Я снова объяснил, что мне нужно попасть в Ордынку. Они молчали. Наконец Голый, кажется, ожил.
— Н-ды… Ну-ну, — выдавил он. — Из Краснодара?
— Из Москвы, — со злостью сказал я, надеясь хоть так подействовать на них. — Из газеты.
— Лажа, — усмехнулся Голый и посмотрел на часы. — Рыбку у рыбаков перекупать? Сидор-то побольше взять надо было. Много вас тут таких.
Я протянул ему свой рюкзак. Но Голый даже не шелохнулся.
— Я говорю: с таким сидорком даром проедешься, — сказал он. — Дорогу не окупишь и на опохмел не заработаешь. — Потом повернулся к другому: — Ладно. К Румбе поспеем.
Рюкзак взял второй — весь мокрый от пота, белая рубашка прилипали к спине, под глазом синяк, на губах кривая улыбка или губы кривые, потому и улыбка, — быстро протянул руку и положил рюкзак и лодку, глядя мне в глаза робко и даже услужливо. То ли белая рубашка, то ли его тощая шеи, но он был похож на цаплю.
— Ааа… Так это, Саня, насчет Назарова, верно? — прошепелявил он. — Про убийство писать, да? На суд приехали?
Вместо «с» он говорил «ш»: «На шуд приехали?»
Я кивнул. У меня было только одно желание: добраться до какой-нибудь крыши, а не тлеть на этой дороге.
— А далеко до Ордынки?
— Неее… Полчаша. Минут шорок. Ага?
Цапля завел мотор, и лодка пошла, а я вытянул ноги и посмотрел на лиман, швырявший во все стороны золотые пригоршни, податливо разбегавшийся. Пожалуй, это было лучше, чем в машине.
— А шудить-то кого? Шудить-то кого же будут? — нагнулся и дыхнул на меня чесноком Цапля. — Кого надо, никогда не жашудят.
Вода в лимане была коричневая.
— А кого надо? — спросил я, глотая сочный, пахнущий сыростью воздух и устраиваясь поудобнее.
— А кто его убил, того и надо, — донеслось сквозь гул мотора. — Ага?
На воде было уже не так душно, как на дороге, и лиман, открываясь, становился все шире и ветренее.

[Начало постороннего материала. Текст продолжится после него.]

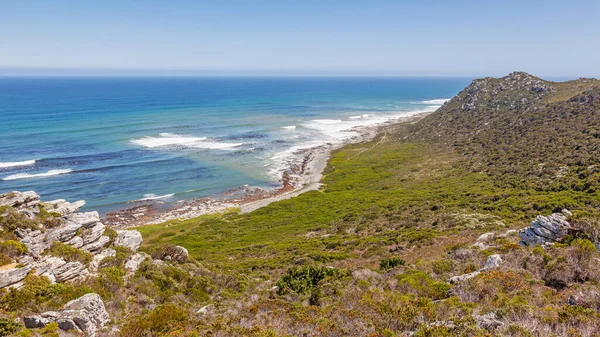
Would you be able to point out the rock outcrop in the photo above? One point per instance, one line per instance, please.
(129, 238)
(86, 314)
(492, 262)
(546, 230)
(81, 230)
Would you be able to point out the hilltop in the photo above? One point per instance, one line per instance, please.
(481, 219)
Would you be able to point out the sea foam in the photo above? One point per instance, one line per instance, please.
(17, 163)
(37, 175)
(171, 140)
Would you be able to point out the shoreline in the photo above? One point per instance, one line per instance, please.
(304, 172)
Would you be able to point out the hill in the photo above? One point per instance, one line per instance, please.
(413, 233)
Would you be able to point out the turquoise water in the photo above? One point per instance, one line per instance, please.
(113, 140)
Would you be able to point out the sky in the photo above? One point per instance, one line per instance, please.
(300, 38)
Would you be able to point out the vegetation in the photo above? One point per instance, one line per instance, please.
(370, 253)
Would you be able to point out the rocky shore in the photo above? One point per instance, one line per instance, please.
(303, 174)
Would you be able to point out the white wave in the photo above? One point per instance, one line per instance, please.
(173, 140)
(148, 197)
(436, 101)
(37, 175)
(17, 163)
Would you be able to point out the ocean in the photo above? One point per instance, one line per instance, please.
(111, 141)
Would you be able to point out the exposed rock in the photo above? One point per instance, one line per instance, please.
(464, 277)
(488, 321)
(492, 262)
(85, 314)
(97, 245)
(35, 321)
(18, 199)
(92, 234)
(134, 261)
(99, 257)
(13, 276)
(131, 239)
(545, 230)
(68, 271)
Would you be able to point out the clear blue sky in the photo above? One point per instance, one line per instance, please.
(302, 37)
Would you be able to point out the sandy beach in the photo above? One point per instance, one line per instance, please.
(304, 172)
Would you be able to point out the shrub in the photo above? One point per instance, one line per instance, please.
(160, 321)
(69, 253)
(392, 262)
(419, 283)
(5, 259)
(8, 327)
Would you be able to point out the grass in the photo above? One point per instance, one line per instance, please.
(375, 195)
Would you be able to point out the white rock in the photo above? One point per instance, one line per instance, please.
(131, 239)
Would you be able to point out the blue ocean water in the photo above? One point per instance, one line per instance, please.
(113, 140)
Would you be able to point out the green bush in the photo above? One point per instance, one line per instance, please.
(158, 322)
(69, 253)
(8, 327)
(392, 262)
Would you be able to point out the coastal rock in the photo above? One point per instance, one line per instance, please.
(68, 271)
(131, 239)
(18, 199)
(85, 314)
(85, 219)
(134, 262)
(92, 234)
(13, 276)
(99, 257)
(545, 230)
(97, 245)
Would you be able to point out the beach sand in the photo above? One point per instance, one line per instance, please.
(304, 173)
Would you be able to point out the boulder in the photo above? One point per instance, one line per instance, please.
(85, 314)
(545, 230)
(134, 262)
(68, 271)
(97, 245)
(14, 276)
(18, 199)
(99, 257)
(92, 234)
(464, 277)
(492, 262)
(131, 239)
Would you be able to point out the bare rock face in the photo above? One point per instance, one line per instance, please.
(99, 257)
(68, 271)
(545, 230)
(86, 314)
(131, 239)
(19, 199)
(14, 276)
(134, 262)
(492, 262)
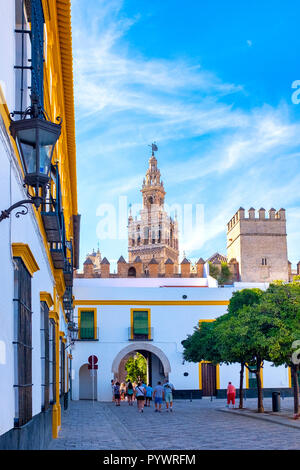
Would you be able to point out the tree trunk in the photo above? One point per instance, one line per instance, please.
(241, 404)
(295, 369)
(260, 406)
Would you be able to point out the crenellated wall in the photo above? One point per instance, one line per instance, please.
(259, 244)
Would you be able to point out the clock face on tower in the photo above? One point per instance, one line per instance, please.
(154, 234)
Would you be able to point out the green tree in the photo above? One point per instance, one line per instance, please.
(227, 337)
(283, 304)
(136, 368)
(219, 342)
(201, 345)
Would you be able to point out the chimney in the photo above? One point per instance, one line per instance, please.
(241, 213)
(281, 214)
(185, 268)
(200, 267)
(105, 267)
(153, 268)
(272, 213)
(122, 267)
(169, 268)
(138, 265)
(251, 212)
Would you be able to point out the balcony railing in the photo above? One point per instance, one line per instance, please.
(134, 336)
(88, 334)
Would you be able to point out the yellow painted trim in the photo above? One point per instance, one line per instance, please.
(22, 250)
(261, 377)
(95, 319)
(46, 297)
(149, 320)
(151, 302)
(59, 281)
(54, 316)
(217, 374)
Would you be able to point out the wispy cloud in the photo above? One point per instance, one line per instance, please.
(124, 100)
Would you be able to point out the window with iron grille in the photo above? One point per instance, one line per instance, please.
(87, 325)
(45, 354)
(52, 362)
(140, 324)
(22, 343)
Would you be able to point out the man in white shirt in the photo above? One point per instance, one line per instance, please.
(168, 389)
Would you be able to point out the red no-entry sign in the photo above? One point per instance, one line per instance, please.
(92, 360)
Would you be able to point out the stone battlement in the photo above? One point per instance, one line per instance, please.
(261, 216)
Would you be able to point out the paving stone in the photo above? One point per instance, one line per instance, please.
(193, 425)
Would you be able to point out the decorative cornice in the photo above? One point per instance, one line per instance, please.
(60, 282)
(22, 250)
(151, 302)
(54, 316)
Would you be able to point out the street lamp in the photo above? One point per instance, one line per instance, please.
(73, 329)
(35, 136)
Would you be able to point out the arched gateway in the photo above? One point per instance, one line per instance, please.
(141, 346)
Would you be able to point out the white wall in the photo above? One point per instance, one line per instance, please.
(23, 230)
(171, 324)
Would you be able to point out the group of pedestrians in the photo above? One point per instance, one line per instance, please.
(143, 394)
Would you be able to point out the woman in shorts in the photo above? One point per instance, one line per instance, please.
(117, 393)
(140, 393)
(149, 391)
(129, 393)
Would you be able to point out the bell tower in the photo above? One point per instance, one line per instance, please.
(155, 233)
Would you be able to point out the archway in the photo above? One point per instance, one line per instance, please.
(158, 364)
(87, 383)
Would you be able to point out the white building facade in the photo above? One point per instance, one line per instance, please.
(34, 336)
(172, 308)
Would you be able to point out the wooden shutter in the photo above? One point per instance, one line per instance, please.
(140, 322)
(23, 343)
(45, 354)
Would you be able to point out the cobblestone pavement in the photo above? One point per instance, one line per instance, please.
(193, 425)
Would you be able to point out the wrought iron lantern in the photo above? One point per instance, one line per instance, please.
(36, 137)
(73, 329)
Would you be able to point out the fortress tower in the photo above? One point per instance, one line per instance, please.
(155, 234)
(259, 245)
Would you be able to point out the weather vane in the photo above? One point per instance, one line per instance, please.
(154, 147)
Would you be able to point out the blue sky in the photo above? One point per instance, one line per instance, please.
(211, 83)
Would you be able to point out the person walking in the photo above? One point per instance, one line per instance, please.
(122, 391)
(168, 389)
(149, 391)
(112, 383)
(117, 393)
(140, 393)
(134, 384)
(230, 395)
(158, 396)
(129, 393)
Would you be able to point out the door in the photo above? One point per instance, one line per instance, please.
(208, 372)
(87, 383)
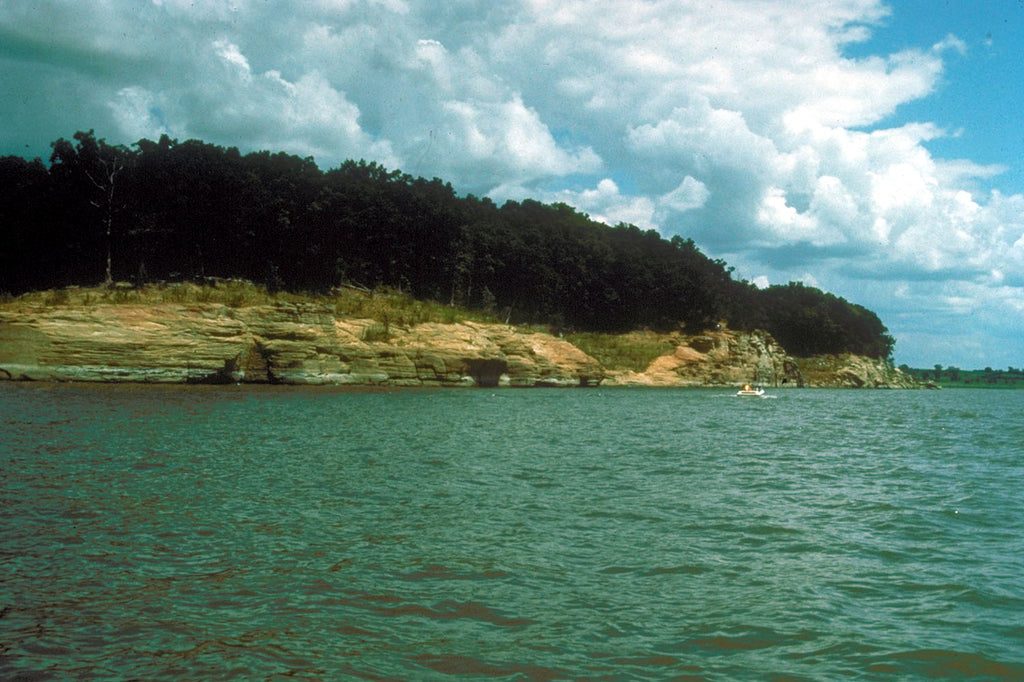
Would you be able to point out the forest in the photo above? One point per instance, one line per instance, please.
(166, 211)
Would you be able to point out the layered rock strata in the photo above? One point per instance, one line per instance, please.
(281, 343)
(288, 343)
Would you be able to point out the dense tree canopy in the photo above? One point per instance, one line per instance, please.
(167, 210)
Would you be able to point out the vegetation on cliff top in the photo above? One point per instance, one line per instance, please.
(170, 211)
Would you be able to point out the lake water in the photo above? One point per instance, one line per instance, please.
(233, 533)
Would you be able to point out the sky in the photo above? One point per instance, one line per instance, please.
(872, 148)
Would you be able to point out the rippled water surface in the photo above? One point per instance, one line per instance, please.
(608, 534)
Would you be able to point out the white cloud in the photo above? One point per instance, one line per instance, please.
(740, 124)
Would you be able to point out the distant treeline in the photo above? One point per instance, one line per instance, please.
(167, 210)
(952, 376)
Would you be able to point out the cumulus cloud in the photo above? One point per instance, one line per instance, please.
(743, 125)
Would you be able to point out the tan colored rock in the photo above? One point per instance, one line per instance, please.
(281, 343)
(307, 343)
(718, 358)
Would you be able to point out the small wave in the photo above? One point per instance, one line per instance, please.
(944, 663)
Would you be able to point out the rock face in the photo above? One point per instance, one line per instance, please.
(281, 343)
(718, 358)
(288, 343)
(848, 371)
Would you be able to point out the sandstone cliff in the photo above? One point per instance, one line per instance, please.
(280, 343)
(308, 343)
(718, 358)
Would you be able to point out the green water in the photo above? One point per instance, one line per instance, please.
(209, 533)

— Спички у вас есть, ребята? — попросил я, разглядывая метавшихся перед лодкой птиц. Утки тяжело хлопали крыльями и пенили воду, образуя на этом всполошившемся аэродроме белые взлетные полосы.

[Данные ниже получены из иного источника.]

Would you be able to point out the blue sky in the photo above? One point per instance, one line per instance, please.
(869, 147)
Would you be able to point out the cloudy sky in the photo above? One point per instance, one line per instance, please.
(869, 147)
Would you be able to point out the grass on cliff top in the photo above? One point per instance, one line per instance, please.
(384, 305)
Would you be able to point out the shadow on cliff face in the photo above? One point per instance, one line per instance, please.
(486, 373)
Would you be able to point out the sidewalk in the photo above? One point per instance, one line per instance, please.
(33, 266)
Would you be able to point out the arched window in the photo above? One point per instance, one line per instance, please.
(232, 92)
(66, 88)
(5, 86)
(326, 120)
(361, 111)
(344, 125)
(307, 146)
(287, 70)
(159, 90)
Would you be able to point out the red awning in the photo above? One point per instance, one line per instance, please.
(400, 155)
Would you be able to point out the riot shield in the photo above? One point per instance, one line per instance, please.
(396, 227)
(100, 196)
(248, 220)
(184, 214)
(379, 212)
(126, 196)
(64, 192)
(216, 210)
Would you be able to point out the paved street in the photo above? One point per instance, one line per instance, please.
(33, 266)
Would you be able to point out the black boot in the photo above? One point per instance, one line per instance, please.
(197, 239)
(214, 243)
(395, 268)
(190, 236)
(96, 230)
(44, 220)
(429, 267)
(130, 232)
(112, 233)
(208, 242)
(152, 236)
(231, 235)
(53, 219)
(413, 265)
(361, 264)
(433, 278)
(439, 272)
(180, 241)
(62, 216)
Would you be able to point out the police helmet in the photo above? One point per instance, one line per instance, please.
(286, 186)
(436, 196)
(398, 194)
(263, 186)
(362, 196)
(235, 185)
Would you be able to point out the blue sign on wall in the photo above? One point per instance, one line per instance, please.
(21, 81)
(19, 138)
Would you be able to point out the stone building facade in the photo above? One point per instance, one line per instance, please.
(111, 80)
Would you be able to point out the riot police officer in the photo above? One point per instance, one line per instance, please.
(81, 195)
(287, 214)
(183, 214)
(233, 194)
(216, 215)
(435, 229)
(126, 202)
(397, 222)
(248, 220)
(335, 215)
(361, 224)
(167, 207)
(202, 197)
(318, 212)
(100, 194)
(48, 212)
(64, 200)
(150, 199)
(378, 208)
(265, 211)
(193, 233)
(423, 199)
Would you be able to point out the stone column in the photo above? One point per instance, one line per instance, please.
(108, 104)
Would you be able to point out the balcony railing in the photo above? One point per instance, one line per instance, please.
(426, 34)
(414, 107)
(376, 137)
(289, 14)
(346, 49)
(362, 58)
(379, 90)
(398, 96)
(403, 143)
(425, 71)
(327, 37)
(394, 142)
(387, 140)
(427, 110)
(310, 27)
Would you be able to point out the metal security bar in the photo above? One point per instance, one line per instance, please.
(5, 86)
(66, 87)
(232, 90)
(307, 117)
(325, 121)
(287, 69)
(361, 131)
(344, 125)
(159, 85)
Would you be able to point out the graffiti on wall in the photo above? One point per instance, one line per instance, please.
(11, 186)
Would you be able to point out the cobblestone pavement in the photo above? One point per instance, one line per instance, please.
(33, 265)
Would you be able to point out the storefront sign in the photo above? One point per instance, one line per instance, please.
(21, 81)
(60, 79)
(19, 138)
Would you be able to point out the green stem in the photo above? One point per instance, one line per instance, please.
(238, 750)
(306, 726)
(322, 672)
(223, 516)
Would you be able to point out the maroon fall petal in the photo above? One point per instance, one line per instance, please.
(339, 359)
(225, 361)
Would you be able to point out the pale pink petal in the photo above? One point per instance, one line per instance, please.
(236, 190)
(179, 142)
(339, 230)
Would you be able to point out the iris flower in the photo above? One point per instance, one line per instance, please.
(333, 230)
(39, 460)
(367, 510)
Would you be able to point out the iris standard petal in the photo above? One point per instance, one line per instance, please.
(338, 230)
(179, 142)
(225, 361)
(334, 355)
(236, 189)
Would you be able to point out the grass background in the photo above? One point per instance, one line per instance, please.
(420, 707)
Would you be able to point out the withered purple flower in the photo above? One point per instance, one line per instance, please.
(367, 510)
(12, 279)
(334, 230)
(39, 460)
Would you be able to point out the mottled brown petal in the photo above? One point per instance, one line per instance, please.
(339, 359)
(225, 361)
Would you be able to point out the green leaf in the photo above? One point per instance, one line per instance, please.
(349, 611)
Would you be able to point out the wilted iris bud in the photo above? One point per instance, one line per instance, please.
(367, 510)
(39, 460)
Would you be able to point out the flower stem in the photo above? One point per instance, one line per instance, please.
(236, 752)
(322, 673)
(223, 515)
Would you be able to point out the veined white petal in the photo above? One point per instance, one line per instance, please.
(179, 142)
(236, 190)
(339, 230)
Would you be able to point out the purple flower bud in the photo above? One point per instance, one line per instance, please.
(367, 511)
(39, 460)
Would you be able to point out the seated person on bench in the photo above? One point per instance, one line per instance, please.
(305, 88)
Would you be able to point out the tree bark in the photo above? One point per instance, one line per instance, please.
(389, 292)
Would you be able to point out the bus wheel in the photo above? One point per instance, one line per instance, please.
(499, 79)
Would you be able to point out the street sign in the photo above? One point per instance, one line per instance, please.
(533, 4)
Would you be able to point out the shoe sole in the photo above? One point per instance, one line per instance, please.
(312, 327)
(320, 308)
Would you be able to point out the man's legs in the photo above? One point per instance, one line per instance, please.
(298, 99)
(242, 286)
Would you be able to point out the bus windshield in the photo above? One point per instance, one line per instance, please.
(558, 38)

Теперь камыш рос только островками, иногда почти круглыми. От берега было уже далеко.
— А его кто убил? — Я смотрел на смешного, ошалело отряхивавшегося нырка, который то ли от страха, то ли играя всплывал возле самого носа лодки.
— А Прохор Кривой. Ага? Еще-то кому?
— Какой Прохор? — Этот мотор стучал как будто по голове, и я наклонился ниже.

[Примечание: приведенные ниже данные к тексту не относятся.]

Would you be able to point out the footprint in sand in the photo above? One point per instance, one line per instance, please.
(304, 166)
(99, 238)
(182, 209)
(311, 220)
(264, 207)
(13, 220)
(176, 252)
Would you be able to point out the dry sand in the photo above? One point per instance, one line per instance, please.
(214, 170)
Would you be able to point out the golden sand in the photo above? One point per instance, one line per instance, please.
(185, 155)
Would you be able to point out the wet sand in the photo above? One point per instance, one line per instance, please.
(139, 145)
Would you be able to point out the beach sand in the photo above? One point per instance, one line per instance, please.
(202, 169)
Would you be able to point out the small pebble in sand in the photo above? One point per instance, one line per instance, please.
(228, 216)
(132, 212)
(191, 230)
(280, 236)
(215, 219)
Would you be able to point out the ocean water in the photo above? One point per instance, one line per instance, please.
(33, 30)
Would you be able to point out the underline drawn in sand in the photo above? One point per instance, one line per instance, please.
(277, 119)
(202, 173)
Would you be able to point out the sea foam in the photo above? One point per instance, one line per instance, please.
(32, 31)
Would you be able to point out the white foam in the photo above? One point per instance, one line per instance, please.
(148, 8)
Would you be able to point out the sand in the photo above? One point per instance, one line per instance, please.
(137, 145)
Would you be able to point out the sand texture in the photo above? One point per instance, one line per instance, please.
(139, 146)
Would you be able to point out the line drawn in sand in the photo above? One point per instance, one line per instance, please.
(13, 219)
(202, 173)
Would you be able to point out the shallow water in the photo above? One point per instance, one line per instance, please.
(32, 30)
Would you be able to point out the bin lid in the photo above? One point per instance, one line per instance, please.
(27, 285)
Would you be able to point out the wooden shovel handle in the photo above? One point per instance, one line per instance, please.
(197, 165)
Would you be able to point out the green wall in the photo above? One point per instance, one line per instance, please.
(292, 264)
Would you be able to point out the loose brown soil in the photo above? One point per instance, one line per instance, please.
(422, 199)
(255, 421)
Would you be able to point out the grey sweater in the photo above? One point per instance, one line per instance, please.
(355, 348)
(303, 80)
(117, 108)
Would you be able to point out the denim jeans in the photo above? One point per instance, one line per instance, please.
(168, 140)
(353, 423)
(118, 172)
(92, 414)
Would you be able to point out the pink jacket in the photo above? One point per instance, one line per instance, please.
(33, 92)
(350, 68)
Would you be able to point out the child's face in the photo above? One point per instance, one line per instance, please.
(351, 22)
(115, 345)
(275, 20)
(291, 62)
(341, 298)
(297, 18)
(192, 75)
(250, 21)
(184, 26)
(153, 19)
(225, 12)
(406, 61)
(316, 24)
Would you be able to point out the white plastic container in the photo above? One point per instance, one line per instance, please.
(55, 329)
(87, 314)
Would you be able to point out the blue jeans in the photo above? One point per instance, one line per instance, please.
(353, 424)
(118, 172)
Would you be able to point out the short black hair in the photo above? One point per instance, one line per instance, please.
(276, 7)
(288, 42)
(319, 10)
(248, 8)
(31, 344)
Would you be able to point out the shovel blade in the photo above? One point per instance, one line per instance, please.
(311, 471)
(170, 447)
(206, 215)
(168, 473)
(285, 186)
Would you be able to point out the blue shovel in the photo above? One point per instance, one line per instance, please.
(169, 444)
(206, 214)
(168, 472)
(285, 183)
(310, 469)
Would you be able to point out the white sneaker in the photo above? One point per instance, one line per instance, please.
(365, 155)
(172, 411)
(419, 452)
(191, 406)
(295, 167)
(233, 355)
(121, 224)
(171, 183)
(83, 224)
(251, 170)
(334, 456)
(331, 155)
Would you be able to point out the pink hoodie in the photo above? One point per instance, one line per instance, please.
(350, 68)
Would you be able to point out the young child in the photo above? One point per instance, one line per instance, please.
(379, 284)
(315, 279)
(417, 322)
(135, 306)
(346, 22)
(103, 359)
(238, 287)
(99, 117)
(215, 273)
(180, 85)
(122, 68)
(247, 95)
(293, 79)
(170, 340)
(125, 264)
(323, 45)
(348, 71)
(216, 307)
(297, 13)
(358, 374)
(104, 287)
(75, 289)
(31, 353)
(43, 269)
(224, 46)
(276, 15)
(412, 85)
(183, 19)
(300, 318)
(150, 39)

— А мужик один с Ордынки. Кривой. Бригадир ихний.
Винт рвал и даже выбрасывал из воды целые пучки водорослей. Рука Цапли, лежавшая на моторе, дрожала. Я вынул салфетку и прочел написанный Настей адрес: «Ордынка, спросить Прохора». Ветер едва не выхватил у меня этот крохотный квадратик бумаги.